Kaya ne s’embarrassait nullement d’avoir un stade qui piaffait d’impatience de l’entendre égrener Seggaeman, Mo lamizik, Fam dan zil, Lanpir iniversel… Il se la jouait star, prenant tout son temps avant de fouler le plancher des scènes bricolées dans les stades. En revanche, ses musiciens étaient fin prêts et semblaient même gênés que le leader se fasse désirer. Quand Kaya montait enfin sur scène, armé de sa guitare, les dreads fiers, l’habit coloré style Éthiopie, dès les premières notes, hell broke loose sur le terrain ! La foule se déchaînait, habitée par les chansons témoins de leur idole, les poings levés, dans un même élan de revendication, chacun croyant dur comme fer que l’on allait parvenir à cet idéal de Lape iniversel. Sous nos yeux, Kaya, en transe, comme à son habitude, vivait chaque note de ses morceaux. Distillant amour, raison et vision à chacun de ses fidèles venus écouter la bonne parole.

Quand, en début de soirée, on quittait le stade, le cœur lourd parce que la fête était finie, l’on était encore et toujours sous influence. L’on fredonnait ses titres, car on connaissait chaque parole de ses morceaux, puisque ceux-ci tournaient en boucle. Non pas sur les ondes, puisqu’il n’y avait à l’époque que celles de la station nationale et qu’elles ne faisaient pas une place royale à Kaya.

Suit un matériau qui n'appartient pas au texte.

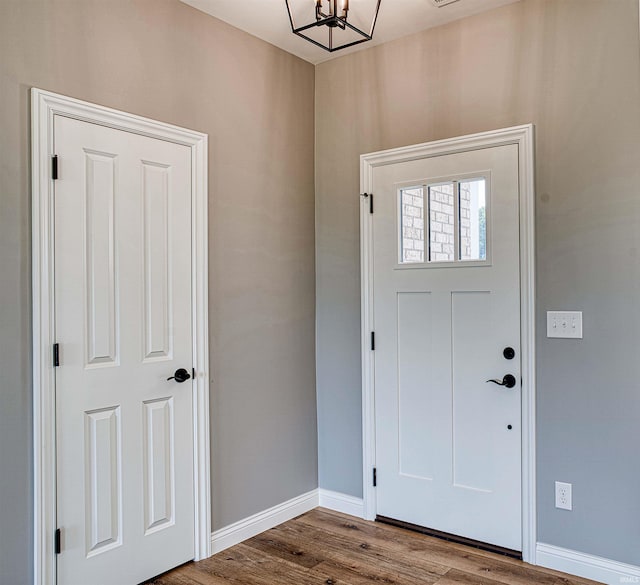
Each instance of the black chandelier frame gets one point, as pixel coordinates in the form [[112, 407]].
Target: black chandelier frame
[[332, 21]]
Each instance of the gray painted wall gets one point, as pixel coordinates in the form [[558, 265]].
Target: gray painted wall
[[572, 68], [165, 60]]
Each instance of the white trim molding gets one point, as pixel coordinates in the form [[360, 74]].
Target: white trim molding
[[44, 107], [523, 137], [253, 525], [587, 566], [342, 503]]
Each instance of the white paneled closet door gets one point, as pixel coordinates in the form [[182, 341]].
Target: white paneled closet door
[[123, 279]]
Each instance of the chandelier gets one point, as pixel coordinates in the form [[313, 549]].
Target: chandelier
[[332, 24]]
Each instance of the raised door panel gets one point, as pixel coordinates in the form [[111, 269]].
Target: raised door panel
[[100, 259], [159, 469], [157, 266], [103, 480]]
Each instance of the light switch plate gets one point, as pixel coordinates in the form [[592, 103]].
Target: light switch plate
[[565, 324]]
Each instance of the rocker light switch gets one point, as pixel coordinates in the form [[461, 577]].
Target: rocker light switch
[[566, 324]]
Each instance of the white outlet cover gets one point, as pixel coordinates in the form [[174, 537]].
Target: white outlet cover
[[563, 496], [564, 324]]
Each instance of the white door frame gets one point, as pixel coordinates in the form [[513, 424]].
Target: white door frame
[[523, 137], [44, 106]]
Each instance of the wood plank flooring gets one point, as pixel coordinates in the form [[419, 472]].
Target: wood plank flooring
[[323, 547]]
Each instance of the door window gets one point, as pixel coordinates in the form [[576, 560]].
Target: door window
[[444, 222]]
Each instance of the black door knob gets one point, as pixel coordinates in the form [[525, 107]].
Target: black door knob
[[509, 381], [180, 375]]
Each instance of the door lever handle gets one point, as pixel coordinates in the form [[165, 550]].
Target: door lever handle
[[180, 375], [509, 381]]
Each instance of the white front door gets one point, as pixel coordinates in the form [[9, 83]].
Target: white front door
[[447, 319], [125, 482]]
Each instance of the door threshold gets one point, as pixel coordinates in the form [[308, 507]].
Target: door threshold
[[499, 550]]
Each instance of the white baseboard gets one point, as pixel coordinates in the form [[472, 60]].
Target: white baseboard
[[587, 566], [342, 503], [238, 531]]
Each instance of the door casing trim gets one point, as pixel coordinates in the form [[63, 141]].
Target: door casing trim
[[44, 106], [523, 137]]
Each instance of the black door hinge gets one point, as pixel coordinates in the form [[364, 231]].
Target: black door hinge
[[54, 167], [370, 197], [56, 541]]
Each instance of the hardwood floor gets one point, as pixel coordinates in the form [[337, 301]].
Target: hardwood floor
[[323, 547]]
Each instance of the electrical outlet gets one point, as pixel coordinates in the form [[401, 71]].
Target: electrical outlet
[[563, 496]]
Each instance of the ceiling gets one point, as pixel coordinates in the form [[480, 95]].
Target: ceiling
[[268, 20]]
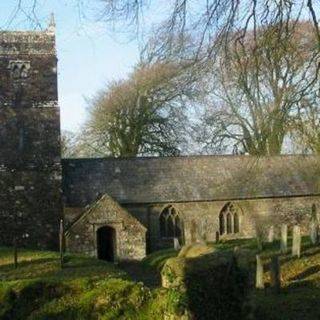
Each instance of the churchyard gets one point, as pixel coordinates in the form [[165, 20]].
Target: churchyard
[[233, 279]]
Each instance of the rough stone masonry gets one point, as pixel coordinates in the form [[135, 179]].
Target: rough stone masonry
[[30, 164], [119, 209]]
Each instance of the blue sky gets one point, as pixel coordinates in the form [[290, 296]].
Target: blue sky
[[89, 53]]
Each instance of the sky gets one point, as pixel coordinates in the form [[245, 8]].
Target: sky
[[89, 53]]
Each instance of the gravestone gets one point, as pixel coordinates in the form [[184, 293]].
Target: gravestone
[[275, 275], [259, 273], [313, 231], [284, 239], [193, 231], [217, 236], [296, 241], [271, 234], [176, 244]]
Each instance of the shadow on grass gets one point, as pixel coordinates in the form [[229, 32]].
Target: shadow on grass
[[306, 273]]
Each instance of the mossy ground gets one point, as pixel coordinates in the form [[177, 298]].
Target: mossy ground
[[91, 289], [85, 288]]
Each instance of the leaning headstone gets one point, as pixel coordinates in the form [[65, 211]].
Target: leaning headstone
[[193, 231], [176, 244], [259, 273], [275, 275], [313, 232], [296, 241], [284, 239], [271, 234], [217, 236]]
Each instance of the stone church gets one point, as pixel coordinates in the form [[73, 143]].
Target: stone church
[[120, 209]]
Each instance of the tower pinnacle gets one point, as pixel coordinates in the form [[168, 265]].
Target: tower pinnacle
[[52, 24]]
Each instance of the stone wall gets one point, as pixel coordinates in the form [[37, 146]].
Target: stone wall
[[30, 164], [129, 241], [202, 218]]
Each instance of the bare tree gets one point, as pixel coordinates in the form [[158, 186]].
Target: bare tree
[[256, 88], [142, 115], [306, 123]]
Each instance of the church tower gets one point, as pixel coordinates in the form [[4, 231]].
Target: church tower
[[30, 161]]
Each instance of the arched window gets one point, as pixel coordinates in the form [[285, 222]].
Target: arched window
[[170, 223], [229, 219]]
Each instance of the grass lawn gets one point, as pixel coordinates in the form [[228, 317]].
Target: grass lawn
[[91, 289], [85, 289]]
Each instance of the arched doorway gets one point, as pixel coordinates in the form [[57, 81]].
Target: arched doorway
[[106, 243], [229, 219]]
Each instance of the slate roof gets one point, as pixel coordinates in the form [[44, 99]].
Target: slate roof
[[194, 178]]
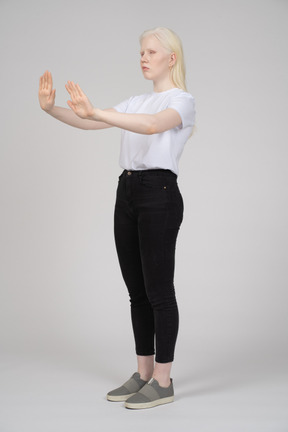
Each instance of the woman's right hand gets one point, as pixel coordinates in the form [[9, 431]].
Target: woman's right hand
[[46, 94]]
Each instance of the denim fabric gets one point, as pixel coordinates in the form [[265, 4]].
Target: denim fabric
[[147, 218]]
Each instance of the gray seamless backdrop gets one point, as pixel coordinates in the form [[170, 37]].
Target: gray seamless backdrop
[[62, 294]]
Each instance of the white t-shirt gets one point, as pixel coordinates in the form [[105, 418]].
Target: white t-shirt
[[161, 150]]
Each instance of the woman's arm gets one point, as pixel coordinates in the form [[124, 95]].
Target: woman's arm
[[69, 117], [139, 123], [47, 102]]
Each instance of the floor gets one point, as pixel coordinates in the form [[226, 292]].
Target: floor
[[44, 395]]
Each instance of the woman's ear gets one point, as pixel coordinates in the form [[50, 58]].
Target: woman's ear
[[172, 59]]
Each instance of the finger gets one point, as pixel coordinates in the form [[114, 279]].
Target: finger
[[69, 89], [78, 89], [46, 80], [71, 105], [49, 79], [73, 93]]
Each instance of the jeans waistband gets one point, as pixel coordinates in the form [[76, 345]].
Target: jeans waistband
[[154, 172]]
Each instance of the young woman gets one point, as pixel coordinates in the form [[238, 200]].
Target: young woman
[[149, 206]]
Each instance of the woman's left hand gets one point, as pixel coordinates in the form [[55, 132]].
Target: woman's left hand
[[79, 103]]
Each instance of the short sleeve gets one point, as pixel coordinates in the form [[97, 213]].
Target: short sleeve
[[122, 106], [184, 104]]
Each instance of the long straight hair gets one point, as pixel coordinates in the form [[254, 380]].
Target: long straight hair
[[171, 41]]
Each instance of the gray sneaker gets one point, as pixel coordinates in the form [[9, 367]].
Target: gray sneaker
[[151, 395], [129, 388]]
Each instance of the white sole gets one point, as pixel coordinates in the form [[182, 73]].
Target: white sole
[[149, 404], [119, 398]]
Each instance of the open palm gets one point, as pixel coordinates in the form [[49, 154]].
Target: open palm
[[79, 102]]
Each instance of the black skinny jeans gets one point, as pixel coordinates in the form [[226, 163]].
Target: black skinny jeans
[[148, 215]]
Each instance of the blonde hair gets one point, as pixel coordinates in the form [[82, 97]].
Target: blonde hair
[[171, 41]]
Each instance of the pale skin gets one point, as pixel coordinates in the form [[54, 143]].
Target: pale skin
[[156, 63]]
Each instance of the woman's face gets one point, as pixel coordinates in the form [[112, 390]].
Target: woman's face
[[155, 59]]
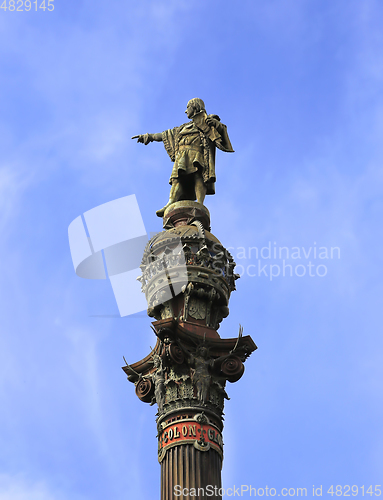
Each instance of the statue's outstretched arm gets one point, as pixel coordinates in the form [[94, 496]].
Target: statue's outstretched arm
[[146, 138]]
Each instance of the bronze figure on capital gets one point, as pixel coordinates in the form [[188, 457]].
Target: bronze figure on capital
[[191, 148]]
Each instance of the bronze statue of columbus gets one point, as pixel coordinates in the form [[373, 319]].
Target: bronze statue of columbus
[[191, 148]]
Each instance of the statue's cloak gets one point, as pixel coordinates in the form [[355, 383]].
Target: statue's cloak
[[192, 147]]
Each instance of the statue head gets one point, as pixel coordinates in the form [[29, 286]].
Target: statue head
[[156, 361], [194, 106]]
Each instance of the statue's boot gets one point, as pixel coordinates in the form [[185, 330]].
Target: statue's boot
[[160, 213]]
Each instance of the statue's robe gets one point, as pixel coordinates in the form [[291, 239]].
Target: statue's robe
[[192, 147]]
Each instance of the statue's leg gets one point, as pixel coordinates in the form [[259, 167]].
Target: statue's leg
[[200, 188], [175, 195]]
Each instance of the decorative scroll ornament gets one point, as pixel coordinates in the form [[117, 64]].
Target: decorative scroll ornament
[[145, 390], [233, 368]]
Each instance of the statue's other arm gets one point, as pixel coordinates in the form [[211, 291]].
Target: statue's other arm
[[146, 138]]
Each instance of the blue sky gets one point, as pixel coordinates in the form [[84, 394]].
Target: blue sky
[[300, 86]]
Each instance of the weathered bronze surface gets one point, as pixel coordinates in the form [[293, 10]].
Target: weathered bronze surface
[[191, 147], [188, 277]]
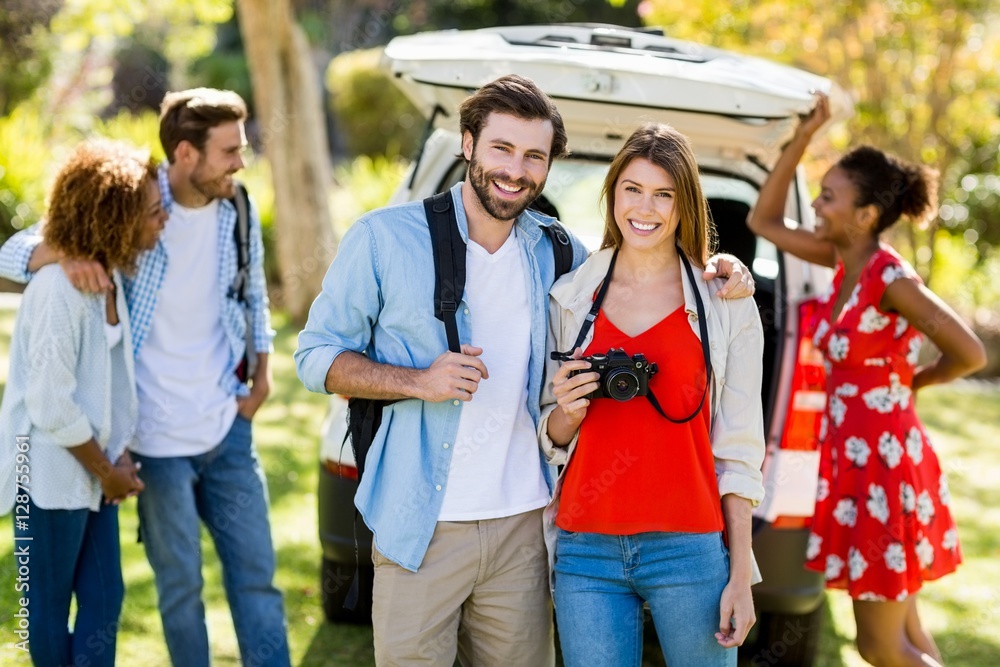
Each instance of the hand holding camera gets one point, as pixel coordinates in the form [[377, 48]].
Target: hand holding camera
[[619, 376], [572, 383]]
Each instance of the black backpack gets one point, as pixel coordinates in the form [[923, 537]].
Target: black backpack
[[364, 415]]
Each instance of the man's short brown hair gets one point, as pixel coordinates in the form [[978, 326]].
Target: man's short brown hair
[[188, 115], [516, 96]]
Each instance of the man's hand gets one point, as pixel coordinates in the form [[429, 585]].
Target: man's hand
[[121, 481], [740, 283], [248, 406], [454, 376], [86, 275], [260, 388], [736, 615]]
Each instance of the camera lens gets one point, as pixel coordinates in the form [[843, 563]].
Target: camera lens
[[621, 384]]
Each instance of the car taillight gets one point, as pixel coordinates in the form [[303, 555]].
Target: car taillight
[[806, 403], [339, 470]]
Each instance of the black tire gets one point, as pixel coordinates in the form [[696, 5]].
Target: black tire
[[335, 584], [787, 639]]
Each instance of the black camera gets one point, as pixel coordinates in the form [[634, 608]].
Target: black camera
[[621, 377]]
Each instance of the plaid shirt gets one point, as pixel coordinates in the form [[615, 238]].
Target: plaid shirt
[[142, 289]]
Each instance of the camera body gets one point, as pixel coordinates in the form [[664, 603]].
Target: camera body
[[621, 377]]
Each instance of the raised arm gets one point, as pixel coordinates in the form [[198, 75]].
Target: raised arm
[[18, 256], [768, 216], [26, 252]]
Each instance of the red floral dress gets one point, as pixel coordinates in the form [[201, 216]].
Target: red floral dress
[[882, 524]]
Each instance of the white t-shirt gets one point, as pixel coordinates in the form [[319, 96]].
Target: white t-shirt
[[183, 411], [495, 469]]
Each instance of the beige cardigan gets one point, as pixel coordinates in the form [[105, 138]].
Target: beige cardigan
[[736, 342]]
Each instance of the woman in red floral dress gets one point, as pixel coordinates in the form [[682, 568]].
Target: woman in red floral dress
[[882, 525]]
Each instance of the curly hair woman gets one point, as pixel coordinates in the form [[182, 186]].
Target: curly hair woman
[[883, 524], [69, 409]]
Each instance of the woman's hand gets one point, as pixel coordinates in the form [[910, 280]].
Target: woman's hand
[[569, 393], [815, 118], [736, 614], [122, 481]]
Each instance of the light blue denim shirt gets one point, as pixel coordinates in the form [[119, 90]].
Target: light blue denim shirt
[[142, 289], [378, 298]]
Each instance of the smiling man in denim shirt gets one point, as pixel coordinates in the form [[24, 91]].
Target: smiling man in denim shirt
[[455, 481]]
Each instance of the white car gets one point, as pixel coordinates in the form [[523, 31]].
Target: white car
[[737, 111]]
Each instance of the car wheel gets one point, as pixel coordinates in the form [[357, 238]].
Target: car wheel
[[336, 579], [787, 639]]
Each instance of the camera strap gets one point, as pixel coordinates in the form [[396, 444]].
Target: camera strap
[[702, 327]]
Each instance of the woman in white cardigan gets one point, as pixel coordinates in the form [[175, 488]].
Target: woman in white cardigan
[[654, 500], [69, 409]]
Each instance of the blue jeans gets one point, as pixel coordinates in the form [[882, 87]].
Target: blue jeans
[[73, 552], [225, 489], [601, 582]]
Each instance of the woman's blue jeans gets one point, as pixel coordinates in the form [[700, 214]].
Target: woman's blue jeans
[[602, 581], [73, 552]]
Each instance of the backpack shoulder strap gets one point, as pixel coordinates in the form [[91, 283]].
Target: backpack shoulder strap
[[241, 234], [562, 249], [449, 263]]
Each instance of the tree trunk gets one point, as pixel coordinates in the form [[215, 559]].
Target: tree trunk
[[287, 98]]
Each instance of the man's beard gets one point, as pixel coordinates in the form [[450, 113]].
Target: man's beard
[[221, 187], [501, 209]]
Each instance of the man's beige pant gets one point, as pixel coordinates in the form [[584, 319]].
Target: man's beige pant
[[482, 592]]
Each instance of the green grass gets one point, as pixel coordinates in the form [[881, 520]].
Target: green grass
[[961, 610]]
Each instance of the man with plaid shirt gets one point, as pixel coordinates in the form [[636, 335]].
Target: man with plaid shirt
[[194, 439]]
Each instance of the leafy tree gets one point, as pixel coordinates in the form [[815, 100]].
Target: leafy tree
[[924, 75], [25, 60]]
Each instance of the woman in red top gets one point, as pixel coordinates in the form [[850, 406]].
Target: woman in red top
[[651, 482], [882, 523]]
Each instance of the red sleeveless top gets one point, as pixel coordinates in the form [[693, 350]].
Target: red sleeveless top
[[632, 470]]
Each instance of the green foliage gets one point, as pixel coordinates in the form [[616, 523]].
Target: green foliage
[[25, 49], [24, 167], [186, 27], [364, 184], [142, 130], [373, 115]]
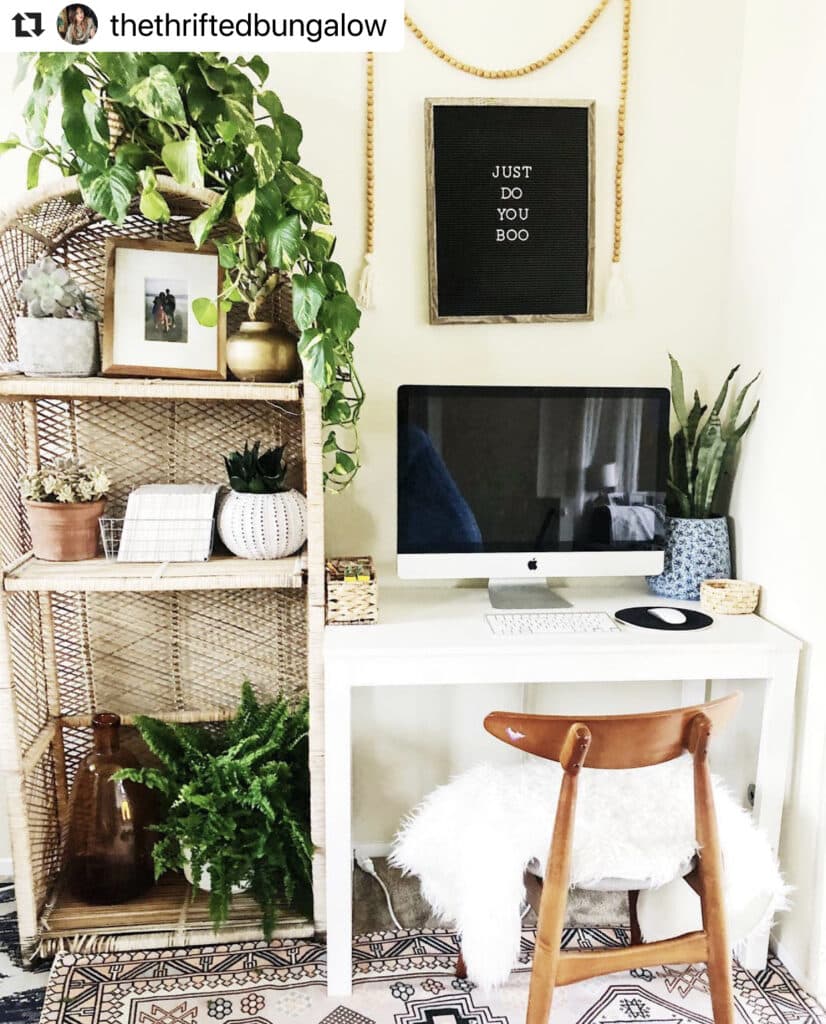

Mais sur nos bonnes vieilles cassettes audio… Vestiges d’un autre temps, d’une culture différente de celle des boutonneux d’aujourd’hui, qui ne jurent que par les téléchargements. C’était le temps du walkman, le compagnon par excellence d’une multitude de mélomanes, et des CD, à condition d’avoir des sous pour se les offrir. Sinon, c’étaient les appareils dans les voitures ou les vieux lecteurs de cassettes.

Chaque concert de Kaya était un moment unique. Au même titre que l’était l’artiste lui-même.